• California's Direct Democracy is a mess!


"Politicians cannot be trusted with a monopoly of power over other people's lives.  Thousands of years of history have demonstrated this again and again."


Wise words from the great economist, Thomas Sowell, and whether it's at the local, state or federal level, we are getting a front row seat for how worse a problem can get when the people in charge are not even trying to help.  

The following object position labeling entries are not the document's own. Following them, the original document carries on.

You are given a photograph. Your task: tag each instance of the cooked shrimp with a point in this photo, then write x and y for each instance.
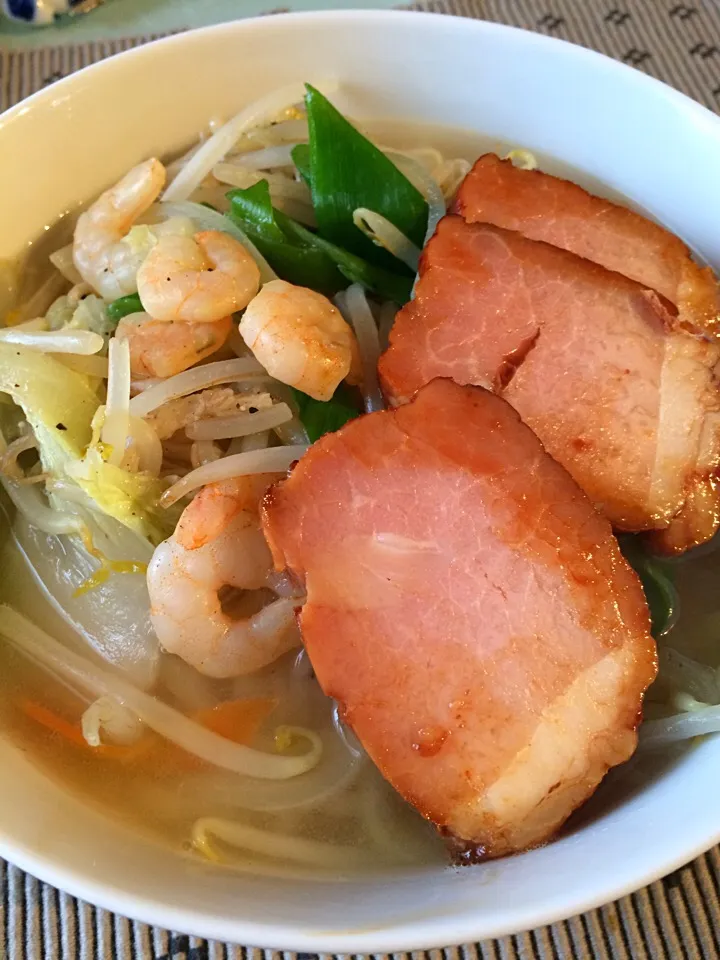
(197, 279)
(174, 415)
(300, 338)
(163, 349)
(218, 543)
(102, 258)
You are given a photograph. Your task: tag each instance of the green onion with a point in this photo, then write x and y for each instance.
(388, 285)
(321, 417)
(300, 256)
(657, 581)
(347, 171)
(124, 306)
(252, 210)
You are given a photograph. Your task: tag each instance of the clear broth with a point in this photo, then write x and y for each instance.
(365, 813)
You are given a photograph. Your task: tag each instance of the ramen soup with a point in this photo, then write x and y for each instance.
(350, 474)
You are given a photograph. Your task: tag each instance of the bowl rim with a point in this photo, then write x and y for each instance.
(431, 932)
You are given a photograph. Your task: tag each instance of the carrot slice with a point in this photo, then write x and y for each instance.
(236, 720)
(72, 732)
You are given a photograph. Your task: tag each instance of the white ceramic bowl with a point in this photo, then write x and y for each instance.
(639, 137)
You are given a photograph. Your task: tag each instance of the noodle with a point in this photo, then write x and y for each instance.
(169, 723)
(204, 451)
(274, 460)
(91, 366)
(117, 417)
(219, 144)
(385, 234)
(194, 380)
(33, 506)
(66, 341)
(277, 845)
(265, 159)
(241, 425)
(355, 306)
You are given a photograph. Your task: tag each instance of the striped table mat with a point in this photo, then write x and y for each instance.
(678, 917)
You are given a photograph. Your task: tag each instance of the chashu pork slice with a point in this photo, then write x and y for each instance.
(559, 212)
(591, 361)
(470, 612)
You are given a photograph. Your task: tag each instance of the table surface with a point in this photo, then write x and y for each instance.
(677, 917)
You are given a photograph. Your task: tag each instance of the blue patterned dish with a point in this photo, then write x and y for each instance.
(40, 13)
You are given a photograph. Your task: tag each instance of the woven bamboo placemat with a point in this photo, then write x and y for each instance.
(677, 917)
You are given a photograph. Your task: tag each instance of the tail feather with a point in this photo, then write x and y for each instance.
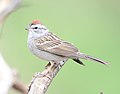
(79, 62)
(87, 57)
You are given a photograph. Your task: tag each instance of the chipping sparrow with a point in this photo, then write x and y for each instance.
(48, 46)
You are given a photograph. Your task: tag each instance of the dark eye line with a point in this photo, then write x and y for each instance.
(35, 28)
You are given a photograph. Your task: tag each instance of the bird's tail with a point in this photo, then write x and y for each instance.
(87, 57)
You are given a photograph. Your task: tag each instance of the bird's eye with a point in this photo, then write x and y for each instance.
(36, 28)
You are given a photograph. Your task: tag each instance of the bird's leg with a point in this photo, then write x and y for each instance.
(48, 69)
(48, 65)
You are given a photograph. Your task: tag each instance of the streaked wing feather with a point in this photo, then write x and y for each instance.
(57, 47)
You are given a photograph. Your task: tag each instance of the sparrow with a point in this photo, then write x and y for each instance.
(47, 46)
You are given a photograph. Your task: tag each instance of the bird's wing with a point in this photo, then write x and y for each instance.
(52, 44)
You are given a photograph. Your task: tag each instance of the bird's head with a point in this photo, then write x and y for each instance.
(36, 27)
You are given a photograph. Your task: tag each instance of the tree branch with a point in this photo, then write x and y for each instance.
(42, 80)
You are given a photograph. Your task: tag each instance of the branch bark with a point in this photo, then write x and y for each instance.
(41, 80)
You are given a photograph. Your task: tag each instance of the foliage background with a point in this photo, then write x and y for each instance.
(92, 25)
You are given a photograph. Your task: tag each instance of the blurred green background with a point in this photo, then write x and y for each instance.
(92, 25)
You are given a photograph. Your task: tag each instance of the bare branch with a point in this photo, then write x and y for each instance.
(42, 80)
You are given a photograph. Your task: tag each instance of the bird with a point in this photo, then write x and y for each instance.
(48, 46)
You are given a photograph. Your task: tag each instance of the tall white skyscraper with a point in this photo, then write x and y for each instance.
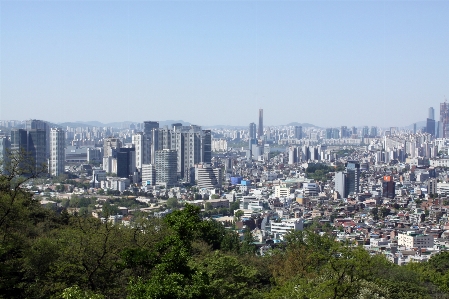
(57, 153)
(142, 146)
(431, 113)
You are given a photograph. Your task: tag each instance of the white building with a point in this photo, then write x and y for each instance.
(57, 151)
(414, 239)
(208, 177)
(280, 229)
(142, 148)
(148, 174)
(281, 191)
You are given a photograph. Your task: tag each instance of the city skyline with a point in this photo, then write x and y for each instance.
(325, 63)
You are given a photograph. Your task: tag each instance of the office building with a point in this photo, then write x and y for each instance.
(149, 126)
(252, 131)
(430, 127)
(142, 147)
(260, 124)
(444, 119)
(5, 148)
(148, 175)
(192, 145)
(415, 239)
(35, 124)
(166, 167)
(57, 151)
(388, 187)
(207, 176)
(329, 133)
(431, 113)
(373, 132)
(110, 149)
(340, 184)
(344, 132)
(352, 180)
(298, 132)
(126, 162)
(365, 131)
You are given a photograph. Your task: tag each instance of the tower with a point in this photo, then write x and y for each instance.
(298, 132)
(431, 113)
(57, 153)
(352, 181)
(252, 131)
(166, 167)
(444, 118)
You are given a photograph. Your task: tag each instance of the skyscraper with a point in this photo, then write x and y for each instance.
(40, 125)
(166, 167)
(192, 145)
(430, 127)
(57, 153)
(298, 132)
(5, 147)
(444, 118)
(340, 179)
(260, 124)
(252, 131)
(37, 148)
(142, 147)
(431, 113)
(352, 181)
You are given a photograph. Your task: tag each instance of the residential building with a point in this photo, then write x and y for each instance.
(415, 239)
(166, 167)
(57, 151)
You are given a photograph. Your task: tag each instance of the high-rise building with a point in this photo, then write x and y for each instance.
(335, 133)
(5, 147)
(149, 126)
(37, 149)
(365, 131)
(142, 147)
(298, 132)
(207, 176)
(444, 118)
(110, 148)
(340, 184)
(343, 132)
(35, 124)
(19, 140)
(388, 187)
(166, 167)
(57, 152)
(252, 131)
(329, 133)
(373, 132)
(148, 174)
(126, 162)
(430, 127)
(431, 113)
(352, 181)
(192, 145)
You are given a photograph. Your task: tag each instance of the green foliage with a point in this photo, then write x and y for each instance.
(44, 254)
(76, 293)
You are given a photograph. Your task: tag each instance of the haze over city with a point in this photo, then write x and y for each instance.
(326, 63)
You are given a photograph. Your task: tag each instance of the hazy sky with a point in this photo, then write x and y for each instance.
(328, 63)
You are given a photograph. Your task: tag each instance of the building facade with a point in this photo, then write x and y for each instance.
(57, 151)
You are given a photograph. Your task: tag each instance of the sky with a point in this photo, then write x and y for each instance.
(328, 63)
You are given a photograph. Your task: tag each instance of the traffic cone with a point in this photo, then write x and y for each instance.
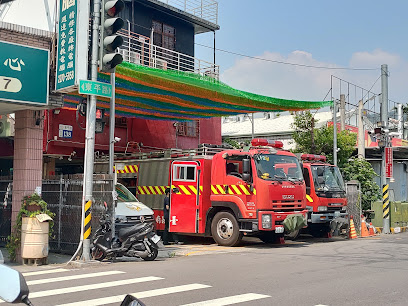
(371, 230)
(353, 234)
(364, 230)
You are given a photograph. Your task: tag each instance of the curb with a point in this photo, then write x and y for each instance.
(394, 230)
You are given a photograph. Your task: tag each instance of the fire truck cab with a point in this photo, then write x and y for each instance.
(325, 193)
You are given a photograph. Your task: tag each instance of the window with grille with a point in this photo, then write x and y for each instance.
(164, 35)
(189, 128)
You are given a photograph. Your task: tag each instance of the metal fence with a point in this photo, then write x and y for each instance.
(354, 203)
(6, 184)
(205, 9)
(64, 198)
(137, 49)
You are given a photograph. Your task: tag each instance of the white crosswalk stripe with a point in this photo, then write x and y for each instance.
(140, 295)
(72, 277)
(45, 272)
(49, 277)
(229, 300)
(91, 287)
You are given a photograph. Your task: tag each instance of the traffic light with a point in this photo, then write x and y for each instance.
(110, 41)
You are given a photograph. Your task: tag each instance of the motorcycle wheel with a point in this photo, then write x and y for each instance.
(152, 256)
(97, 254)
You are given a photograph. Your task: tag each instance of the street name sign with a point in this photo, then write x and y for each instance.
(88, 87)
(24, 73)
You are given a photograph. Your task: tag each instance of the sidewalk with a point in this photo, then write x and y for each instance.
(58, 260)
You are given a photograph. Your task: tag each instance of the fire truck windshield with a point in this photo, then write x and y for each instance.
(327, 178)
(278, 167)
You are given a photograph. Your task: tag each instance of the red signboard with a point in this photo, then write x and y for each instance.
(388, 162)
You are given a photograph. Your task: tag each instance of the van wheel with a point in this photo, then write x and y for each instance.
(225, 229)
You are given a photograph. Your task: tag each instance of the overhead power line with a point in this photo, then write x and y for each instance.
(287, 63)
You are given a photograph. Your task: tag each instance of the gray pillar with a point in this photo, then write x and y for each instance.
(361, 132)
(384, 119)
(342, 112)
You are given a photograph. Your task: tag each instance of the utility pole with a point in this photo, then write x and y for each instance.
(90, 136)
(384, 123)
(361, 132)
(335, 132)
(342, 112)
(253, 125)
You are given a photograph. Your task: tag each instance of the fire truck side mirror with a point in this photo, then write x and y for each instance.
(246, 166)
(176, 190)
(246, 177)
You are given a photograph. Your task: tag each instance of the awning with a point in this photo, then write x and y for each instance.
(173, 95)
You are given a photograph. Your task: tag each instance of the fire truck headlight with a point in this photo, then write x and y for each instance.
(121, 219)
(266, 221)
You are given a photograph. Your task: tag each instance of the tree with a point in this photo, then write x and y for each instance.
(361, 170)
(320, 141)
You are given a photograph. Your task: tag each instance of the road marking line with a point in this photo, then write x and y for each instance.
(71, 277)
(229, 300)
(139, 295)
(92, 286)
(45, 272)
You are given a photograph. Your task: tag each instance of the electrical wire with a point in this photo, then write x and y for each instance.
(286, 63)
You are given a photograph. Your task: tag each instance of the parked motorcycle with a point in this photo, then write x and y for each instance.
(138, 240)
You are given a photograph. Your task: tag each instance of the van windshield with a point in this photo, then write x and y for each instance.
(278, 167)
(124, 195)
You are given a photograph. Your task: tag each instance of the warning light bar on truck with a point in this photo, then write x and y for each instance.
(261, 142)
(313, 157)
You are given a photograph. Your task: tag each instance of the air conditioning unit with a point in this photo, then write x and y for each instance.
(6, 127)
(161, 64)
(131, 56)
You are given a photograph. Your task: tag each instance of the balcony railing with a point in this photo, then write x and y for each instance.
(137, 49)
(204, 9)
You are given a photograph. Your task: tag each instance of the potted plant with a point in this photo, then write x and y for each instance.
(31, 207)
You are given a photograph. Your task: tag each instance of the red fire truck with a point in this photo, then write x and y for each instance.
(222, 193)
(325, 193)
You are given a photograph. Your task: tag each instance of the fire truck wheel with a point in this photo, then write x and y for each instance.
(225, 229)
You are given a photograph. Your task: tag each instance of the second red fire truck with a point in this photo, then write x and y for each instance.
(224, 193)
(325, 193)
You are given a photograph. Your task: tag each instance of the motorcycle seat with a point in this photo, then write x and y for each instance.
(127, 231)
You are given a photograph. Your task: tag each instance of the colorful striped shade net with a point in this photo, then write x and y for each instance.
(173, 95)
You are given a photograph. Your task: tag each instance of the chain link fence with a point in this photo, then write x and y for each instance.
(354, 203)
(6, 184)
(63, 195)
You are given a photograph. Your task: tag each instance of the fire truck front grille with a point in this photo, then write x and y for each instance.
(287, 205)
(136, 219)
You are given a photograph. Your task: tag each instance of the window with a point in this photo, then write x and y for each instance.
(184, 173)
(188, 128)
(164, 35)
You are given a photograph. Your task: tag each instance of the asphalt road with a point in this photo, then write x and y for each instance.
(370, 271)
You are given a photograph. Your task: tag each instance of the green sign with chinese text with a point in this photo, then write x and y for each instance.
(95, 88)
(67, 43)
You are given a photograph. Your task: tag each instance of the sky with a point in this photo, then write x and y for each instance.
(350, 34)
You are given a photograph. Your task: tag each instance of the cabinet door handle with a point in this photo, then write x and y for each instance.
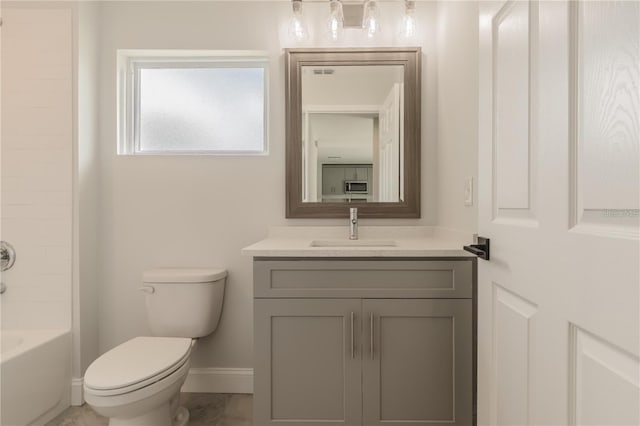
(371, 321)
(353, 339)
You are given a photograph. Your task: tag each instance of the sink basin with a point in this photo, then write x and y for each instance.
(353, 243)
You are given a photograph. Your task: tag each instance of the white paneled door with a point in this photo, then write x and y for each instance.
(558, 302)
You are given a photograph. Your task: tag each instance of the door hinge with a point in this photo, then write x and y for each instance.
(481, 249)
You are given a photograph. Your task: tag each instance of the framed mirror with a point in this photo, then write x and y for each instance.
(353, 132)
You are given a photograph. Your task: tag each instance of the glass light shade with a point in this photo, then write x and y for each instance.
(297, 28)
(408, 29)
(335, 23)
(370, 19)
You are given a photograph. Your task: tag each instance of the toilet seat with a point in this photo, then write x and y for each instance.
(135, 364)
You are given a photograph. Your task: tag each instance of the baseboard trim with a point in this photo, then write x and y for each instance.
(77, 394)
(219, 380)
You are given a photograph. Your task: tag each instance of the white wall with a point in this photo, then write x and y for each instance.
(201, 210)
(87, 195)
(457, 112)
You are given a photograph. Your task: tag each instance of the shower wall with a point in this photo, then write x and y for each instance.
(36, 148)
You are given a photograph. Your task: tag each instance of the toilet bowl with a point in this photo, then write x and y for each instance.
(138, 382)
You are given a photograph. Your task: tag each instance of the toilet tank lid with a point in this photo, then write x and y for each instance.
(183, 275)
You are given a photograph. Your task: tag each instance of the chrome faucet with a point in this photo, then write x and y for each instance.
(353, 223)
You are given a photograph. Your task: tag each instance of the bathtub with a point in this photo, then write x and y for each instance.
(35, 375)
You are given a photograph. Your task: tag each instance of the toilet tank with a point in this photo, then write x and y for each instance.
(183, 302)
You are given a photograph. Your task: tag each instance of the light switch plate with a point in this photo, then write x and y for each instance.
(468, 191)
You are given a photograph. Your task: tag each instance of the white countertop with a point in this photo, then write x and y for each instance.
(409, 241)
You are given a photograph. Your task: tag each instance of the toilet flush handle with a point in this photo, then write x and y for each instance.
(147, 289)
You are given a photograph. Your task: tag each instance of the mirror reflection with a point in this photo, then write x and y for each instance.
(352, 133)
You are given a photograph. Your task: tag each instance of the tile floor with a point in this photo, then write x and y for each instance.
(210, 409)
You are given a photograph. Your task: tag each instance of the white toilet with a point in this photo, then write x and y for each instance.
(138, 382)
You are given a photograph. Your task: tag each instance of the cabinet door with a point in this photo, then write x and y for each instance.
(307, 367)
(417, 362)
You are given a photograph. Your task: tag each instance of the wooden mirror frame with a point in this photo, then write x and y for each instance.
(295, 59)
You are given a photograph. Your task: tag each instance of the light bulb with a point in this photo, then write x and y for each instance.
(297, 29)
(370, 18)
(409, 21)
(335, 22)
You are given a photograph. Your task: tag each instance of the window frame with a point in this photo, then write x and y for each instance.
(131, 62)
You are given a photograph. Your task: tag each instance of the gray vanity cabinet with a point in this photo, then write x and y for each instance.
(305, 372)
(416, 364)
(363, 342)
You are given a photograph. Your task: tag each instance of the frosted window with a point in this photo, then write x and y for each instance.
(200, 109)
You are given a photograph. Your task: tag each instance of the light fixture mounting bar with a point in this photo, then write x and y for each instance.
(353, 13)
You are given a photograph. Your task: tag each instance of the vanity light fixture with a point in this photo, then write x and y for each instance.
(351, 15)
(335, 22)
(408, 29)
(370, 19)
(297, 28)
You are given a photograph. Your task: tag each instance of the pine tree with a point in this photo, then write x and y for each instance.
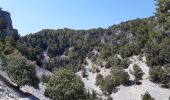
(163, 12)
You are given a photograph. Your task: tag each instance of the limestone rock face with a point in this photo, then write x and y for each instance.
(5, 19)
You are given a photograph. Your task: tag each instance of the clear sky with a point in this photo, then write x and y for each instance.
(30, 16)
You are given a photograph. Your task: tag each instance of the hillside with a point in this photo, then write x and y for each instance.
(130, 60)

I learned this morning after reading it on Words Worth, a local news blog, that Sacramento is going to start enforcing new rules about how pigs can be raised by pork producers.  Two years ago the voters passed a proposition stating that we wanted pigs to have more room to move.  We said the same about cows and chickens, too.  According to what im reading, the cows and chickens now have more space, but the pigs still do not.  Instead of working with the industry toward compliance, the state is pushing forward and might just push out several key pork producers.  Some estimates say the result could be a 60% rise in pork prices.  

This is another example of why California's " Direct Democracy" model is not a good one.  In a direct democracy, you and I have the power to make laws.  All we have to do is raise some money and collect signatures.  Collect enough, give the proposition an interesting, catchy name and description, and boom, it gets passed by a majority.  There are two fundamental flaws with direct democracy.  The first is obvious, that is, that when the people get really emotional about something, they pass a blanket law that forces the government to make a mess enforcing it.  

The second reason direct democracy is awful, is because it allows our state assembly to do nothing important.  It is a lot easier to let the people collect signatures and get fired up about a wide variety of issues.  As we worry about voting yes or no on propositions, our politicians sell influence and fundraise for their own campaigns.  I would prefer them to just take a vacation and do nothing all year, but if they are going to meet, it ought to be to solve problems.

Sometimes the cure is worse than the disease.  This is often true about laws.  As Tacitus of Rome once said "The more numerous the laws, the more corrupt the state."  California's Direct Democracy system proves him right, year after year.